Horse Racing
Season
Team Gosden colts part of a strong raid on Sunday's Prix du Jockey Club

04/06/2021 12:05

Last year master Newmarket trainer John Gosden captured France’s premier Classic – Chantilly’s G1 Prix du Jockey Club (2100m) – and he has a two-strong raid planned for this Sunday (6 June). Supported by some other smart Anglo-Irish contenders, the French colts may again prove vulnerable.

Gosden – now in training partnership with his son Thady – won last year with Mishriff though few could have predicted that only a few races later the son of Make Believe would go on to win this year’s Saudi Cup (1800m, dirt) in Riyadh – the world’s richest race – and for good measure follow up by landing the G1 Dubai Sheema Classic (2410m) at Meydan.

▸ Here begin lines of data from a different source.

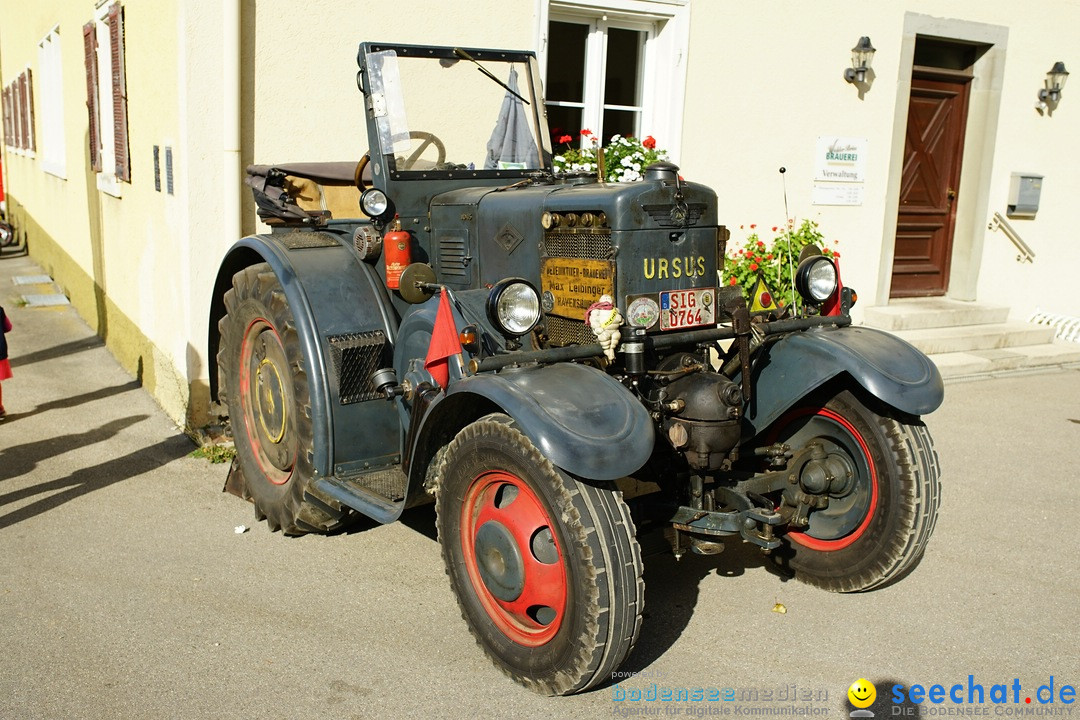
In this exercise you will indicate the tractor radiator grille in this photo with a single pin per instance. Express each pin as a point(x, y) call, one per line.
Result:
point(354, 357)
point(585, 243)
point(592, 244)
point(454, 258)
point(565, 331)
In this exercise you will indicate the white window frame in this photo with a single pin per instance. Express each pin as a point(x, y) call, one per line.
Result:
point(107, 180)
point(51, 143)
point(663, 66)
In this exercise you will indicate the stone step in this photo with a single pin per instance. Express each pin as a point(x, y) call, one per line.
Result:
point(960, 366)
point(915, 313)
point(936, 340)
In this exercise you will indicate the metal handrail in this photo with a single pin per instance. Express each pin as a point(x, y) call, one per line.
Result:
point(1026, 254)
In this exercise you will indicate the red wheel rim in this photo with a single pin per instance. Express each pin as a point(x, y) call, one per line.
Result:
point(264, 399)
point(513, 558)
point(833, 544)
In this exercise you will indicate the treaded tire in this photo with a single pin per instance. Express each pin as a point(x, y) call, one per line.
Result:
point(885, 540)
point(596, 547)
point(262, 381)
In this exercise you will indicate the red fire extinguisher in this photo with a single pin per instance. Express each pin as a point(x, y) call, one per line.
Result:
point(395, 254)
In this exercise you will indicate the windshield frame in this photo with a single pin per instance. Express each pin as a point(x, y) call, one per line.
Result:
point(529, 87)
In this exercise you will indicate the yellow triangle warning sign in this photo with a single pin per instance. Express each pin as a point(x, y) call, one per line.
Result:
point(761, 298)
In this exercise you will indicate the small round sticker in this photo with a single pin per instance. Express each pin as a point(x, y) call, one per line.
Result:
point(643, 312)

The Gosden team contenders this time are Derab (Martin Harley) and Megallan (Olivier Peslier) with Derab especially interesting being a half-brother to the same stable’s superstar Enable.

Of course, that means that Derab has an awful lot to live up to but the way he pulverised 12 rivals in a Newmarket novices’ event over a mile last month – easing to a six and a half-length winning margin without almost zero jockey pressure being applied – suggests that he just might.

John Gosden is staying cautious on the subject of Derab, but jockey Harley sums up the Gosden approach. "Yes, it is a big step up in grade but the team wouldn’t be running him if they didn’t think that he had a realistic chance."

What that team will hope most is that Derab gets a clean passage with the Prix du Jockey Club attracting a big field this year, and especially as this prestigious event has the occasional history of being a rough battle for position before the home straight has been reached.

France’s premier Classic has eluded Aidan O’Brien so far. But he is trying to put that right by running Van Gogh (Colin Keane) and St Mark’s Basilica (Ioritz Mendizabal) who could start favourite as he attempts to become the first horse since Brametot in 2017 to win the two three-year-old colts’ Classics – Longchamp’s G1 Poule d’Essai des Poulains (1600m) and this weekend’s Prix du Jockey Club.

Showing terrific acceleration, St Mark’s Basilica won the Poule d’Essai des Poulains with complete authority, the biggest question now being whether he can reveal the same acceleration over the notably more demanding stamina test required at Chantilly on Sunday.

O’Brien says: "Everything was coming a bit quick for him last year but he got it all together when winning the Dewhurst (G1, 1400m Newmarket). He is a lovely, straightforward honest horse and we’re delighted with what he achieved at Longchamp. Now we’re just hoping that he stays the trip at Chantilly. "

Van Gogh is also a G1 winner for the stable in France, surviving heavy ground to land Saint-Cloud’s G1 Criterium International (1600m) last October. Despite scoring on that surface O’Brien thinks that this imposing son of American Pharoah prefers a much better surface, so he won’t be disappointed that current predictions suggest that the ground will be good at Chantilly on Sunday.